GENIUS: San Francisco Finally Banned Reusable Grocery Bags Due to Coronavirus Transmission Risk

David Duprey

As the Great Plastic Bag Ban wars of the 2010’s raged in California, freedom lovers pointed out a number of problems with forcing customers to use reusable bags/totes instead of single use plastic bags, arguing that the single use bags were actually better for the environment and public health because reusable bags harbor bacteria and viruses.


Finally, the geniuses in charge in six California counties that have the highest rate of the Wuhan coronavirus infection have seen the light. In a March 31 update to the “Shelter in Place” order, the Bay Area counties added this provision: “Not permitting customers to bring their own bags, mugs, or other reusable items from home.”

A study published in the New England Journal of Medicine found that COVID-19 can live for hours or days on surfaces, and that it can live for three days on polypropylene plastic, the type of plastic reusable shopping bags consist of.

Environmentalists, not surprisingly, are still embracing deadly policies that put blue collar workers’ lives at risk:

Recycling advocates said they would prefer a statewide policy that says customers can still bring their bags into stores, but grocery employees don’t have to fill them.

“This fear of bringing reusable bags into the stores is misguided, but I certainly understand why store employees don’t want to handle somebody else’s things,” said Mark Murray, executive director of Californians Against Waste. “I wouldn’t have any expectation that somebody is going to put my groceries into my bag that I brought from home.”


Indeed, a 2018 study by the National Environmental Health Association found that “reusable bags are very effective in transmitting infectious viruses from private homes to supermarket grocery carts and checkout stands,” and a California study concluded that due to cross-contamination, one contaminated reusable bag puts 9 out of 10 shoppers in a grocery store at risk of infection.

The risk isn’t just theoretical, and isn’t limited to Wuhan coronavirus:

In 2010, several Oregon teens and adults fell ill after attending a soccer tournament. Scientists traced the sickness to a reusable grocery bag, “which had been stored in a bathroom used before the outbreak by a person with a norovirus-like illness.”

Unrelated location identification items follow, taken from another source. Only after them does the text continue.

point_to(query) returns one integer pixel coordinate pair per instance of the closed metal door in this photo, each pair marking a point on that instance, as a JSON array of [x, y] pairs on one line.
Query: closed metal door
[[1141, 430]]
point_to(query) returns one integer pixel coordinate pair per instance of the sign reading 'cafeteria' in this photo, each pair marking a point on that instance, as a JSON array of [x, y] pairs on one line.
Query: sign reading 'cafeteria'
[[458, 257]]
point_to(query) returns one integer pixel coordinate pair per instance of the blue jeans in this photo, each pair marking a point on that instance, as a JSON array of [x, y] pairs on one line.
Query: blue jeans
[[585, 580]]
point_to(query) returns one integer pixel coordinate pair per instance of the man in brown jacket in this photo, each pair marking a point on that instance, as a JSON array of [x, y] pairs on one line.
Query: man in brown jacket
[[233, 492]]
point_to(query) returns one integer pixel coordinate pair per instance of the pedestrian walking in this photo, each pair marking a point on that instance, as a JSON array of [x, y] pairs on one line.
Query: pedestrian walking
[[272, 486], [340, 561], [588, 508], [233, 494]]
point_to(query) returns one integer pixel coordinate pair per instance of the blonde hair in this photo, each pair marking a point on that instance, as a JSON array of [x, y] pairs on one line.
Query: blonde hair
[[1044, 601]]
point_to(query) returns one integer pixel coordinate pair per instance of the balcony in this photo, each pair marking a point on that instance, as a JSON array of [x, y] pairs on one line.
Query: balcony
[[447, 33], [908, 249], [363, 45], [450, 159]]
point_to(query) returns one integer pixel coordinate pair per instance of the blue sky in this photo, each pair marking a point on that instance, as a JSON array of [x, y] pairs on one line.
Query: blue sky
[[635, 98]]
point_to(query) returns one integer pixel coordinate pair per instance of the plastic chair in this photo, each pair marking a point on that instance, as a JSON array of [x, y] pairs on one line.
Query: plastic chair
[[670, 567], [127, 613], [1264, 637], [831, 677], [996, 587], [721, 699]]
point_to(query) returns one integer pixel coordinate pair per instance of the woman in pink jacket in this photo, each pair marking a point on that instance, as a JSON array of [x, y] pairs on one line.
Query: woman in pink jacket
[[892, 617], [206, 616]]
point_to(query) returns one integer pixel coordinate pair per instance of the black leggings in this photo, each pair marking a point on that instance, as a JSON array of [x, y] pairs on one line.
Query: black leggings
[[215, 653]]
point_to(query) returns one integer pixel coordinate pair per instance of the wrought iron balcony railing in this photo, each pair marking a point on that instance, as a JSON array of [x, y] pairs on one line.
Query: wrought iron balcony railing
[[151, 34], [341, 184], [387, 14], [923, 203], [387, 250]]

Reusable bag advocates pooh-pooh these findings and say that everyone should just spend the time to thoroughly wash their plastic bags with 140-degree water to significantly lessen the risk. As Greg Gutfeld recently said on The Five:

The problem is, is that we have to rely on people like me to wash their bags. Sometimes I wear the same gym shirt three days in a row. I just dry it out on the shower. So I’m gonna do that – like people grab their bag and they just go to the place. You have to wash this bag every day, which is worse for the environment because of the chemicals you’re using, I read somewhere.


A University of Arizona study found that 97 percent of people never wash their reusable plastic shopping bags, so Gutfeld’s onto something.